The tipping point with procrastination is getting started. Once you get started it is easier to stay on path and complete the task. Often, we don’t start on a task because our minds make it out to be a formidable and all-consuming feat. Breaking the task into bite-size milestones will can be a good starting point. The idea is to make it seem as non-threatening to your present self as possible. Here’s why it would help:
  • Small steps forward help you sustain momentum over time, which means you’re more likely to complete major projects.
  • The faster and more easily you reach a milestone, the lesser it presents as a threat to your present self and builds confidence to continue.

4. Use Visual Cues to Keep Track of Your Behavior

Whether it is a mood board for the week that shows you the range of emotions before, during, and after you complete a difficult task, or a journal that lists out repeating (desirable or undesirable) behaviors, visually representing your behavior gives you a reality check which can he an effective way to get yourself out of the slump.
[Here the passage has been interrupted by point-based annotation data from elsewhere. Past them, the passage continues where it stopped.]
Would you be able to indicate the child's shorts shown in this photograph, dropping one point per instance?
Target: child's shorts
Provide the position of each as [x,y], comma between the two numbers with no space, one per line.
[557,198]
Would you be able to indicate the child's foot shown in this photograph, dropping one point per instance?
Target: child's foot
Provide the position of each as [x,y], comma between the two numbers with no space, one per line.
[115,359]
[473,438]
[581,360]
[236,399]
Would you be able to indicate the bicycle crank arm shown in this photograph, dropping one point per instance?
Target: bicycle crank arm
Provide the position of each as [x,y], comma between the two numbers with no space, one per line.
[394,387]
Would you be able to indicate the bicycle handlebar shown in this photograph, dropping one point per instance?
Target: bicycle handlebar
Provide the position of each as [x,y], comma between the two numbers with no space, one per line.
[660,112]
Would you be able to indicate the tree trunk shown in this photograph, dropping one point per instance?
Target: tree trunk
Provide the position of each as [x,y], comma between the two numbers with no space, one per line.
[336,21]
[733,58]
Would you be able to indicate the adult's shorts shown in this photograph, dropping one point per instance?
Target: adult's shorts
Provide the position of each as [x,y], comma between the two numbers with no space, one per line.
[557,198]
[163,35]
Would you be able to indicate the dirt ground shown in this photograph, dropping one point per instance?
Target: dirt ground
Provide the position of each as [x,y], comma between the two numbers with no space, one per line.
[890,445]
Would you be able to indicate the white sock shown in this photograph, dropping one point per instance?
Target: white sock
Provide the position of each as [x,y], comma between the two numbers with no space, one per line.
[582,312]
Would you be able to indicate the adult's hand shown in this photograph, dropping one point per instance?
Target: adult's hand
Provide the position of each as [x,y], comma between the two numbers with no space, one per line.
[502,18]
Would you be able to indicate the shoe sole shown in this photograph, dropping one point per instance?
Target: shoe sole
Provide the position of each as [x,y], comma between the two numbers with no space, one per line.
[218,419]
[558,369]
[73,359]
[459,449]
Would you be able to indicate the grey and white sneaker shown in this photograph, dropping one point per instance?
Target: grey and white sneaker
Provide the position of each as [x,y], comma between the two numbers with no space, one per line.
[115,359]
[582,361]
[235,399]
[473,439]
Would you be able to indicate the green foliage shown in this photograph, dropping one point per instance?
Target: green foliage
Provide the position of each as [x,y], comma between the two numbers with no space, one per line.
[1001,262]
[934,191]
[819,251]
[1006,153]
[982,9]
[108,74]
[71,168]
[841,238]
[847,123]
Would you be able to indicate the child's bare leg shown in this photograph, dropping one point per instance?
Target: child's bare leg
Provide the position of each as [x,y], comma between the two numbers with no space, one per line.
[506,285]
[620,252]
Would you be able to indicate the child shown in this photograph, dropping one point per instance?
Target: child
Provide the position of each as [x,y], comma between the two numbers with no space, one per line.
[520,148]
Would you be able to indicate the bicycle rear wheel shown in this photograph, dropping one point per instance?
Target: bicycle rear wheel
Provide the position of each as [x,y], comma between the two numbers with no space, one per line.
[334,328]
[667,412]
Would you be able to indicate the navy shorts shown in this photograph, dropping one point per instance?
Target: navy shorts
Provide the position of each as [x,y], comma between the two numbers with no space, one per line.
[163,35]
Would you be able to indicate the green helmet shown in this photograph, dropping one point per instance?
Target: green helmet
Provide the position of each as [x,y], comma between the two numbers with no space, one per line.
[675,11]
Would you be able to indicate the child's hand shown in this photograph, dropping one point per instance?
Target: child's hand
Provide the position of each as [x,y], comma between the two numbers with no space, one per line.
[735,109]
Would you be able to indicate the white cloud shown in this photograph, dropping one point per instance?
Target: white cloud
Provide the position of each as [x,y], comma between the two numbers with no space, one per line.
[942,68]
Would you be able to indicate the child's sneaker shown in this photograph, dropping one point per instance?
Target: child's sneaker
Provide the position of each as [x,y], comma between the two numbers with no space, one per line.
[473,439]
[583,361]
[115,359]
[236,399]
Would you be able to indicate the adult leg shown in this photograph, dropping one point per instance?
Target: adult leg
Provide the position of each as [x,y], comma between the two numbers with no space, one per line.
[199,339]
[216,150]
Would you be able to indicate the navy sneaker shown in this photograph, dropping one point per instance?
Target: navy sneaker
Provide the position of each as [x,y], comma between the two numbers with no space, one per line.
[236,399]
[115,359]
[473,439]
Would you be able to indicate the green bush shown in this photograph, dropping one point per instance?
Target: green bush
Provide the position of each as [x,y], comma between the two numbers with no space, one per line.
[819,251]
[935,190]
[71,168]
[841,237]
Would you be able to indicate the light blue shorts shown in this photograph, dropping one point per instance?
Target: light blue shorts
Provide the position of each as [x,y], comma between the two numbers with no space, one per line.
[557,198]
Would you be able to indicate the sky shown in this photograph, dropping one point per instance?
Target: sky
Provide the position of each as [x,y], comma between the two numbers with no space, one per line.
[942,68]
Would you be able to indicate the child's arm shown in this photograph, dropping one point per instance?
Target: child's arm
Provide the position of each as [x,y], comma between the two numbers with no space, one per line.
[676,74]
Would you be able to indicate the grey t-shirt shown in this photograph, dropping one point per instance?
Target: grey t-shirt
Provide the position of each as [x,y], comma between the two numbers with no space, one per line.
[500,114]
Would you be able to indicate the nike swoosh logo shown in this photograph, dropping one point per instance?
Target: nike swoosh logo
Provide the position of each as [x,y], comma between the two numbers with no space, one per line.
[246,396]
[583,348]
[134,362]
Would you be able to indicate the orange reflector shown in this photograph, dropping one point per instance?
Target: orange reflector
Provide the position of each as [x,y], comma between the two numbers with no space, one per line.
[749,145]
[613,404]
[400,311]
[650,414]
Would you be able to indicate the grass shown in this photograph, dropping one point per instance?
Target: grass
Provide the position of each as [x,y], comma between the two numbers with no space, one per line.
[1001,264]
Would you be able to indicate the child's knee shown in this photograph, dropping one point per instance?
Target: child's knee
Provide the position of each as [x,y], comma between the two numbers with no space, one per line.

Not just this, visual cues help display your progress or lack of, and can act as a powerful motivator.


It is crucial to not continue to beat yourself up for procrastinating but to practice self-compassion while using any of these tools.

Instead of having internal monologues like “I am useless. Why do I always do this?” which would only reinforce the negative emotions associated with the task, try being kind to yourself. When faced with a task you know you might end up procrastinating on, try listening to the emotional and physical cues of your body, and schedule it for the time of day when you are at your productive best. Most importantly, forgive your past behavior and focus on the now. You’ve got this!

When there is a hill to climb, don’t think that waiting will make it smaller.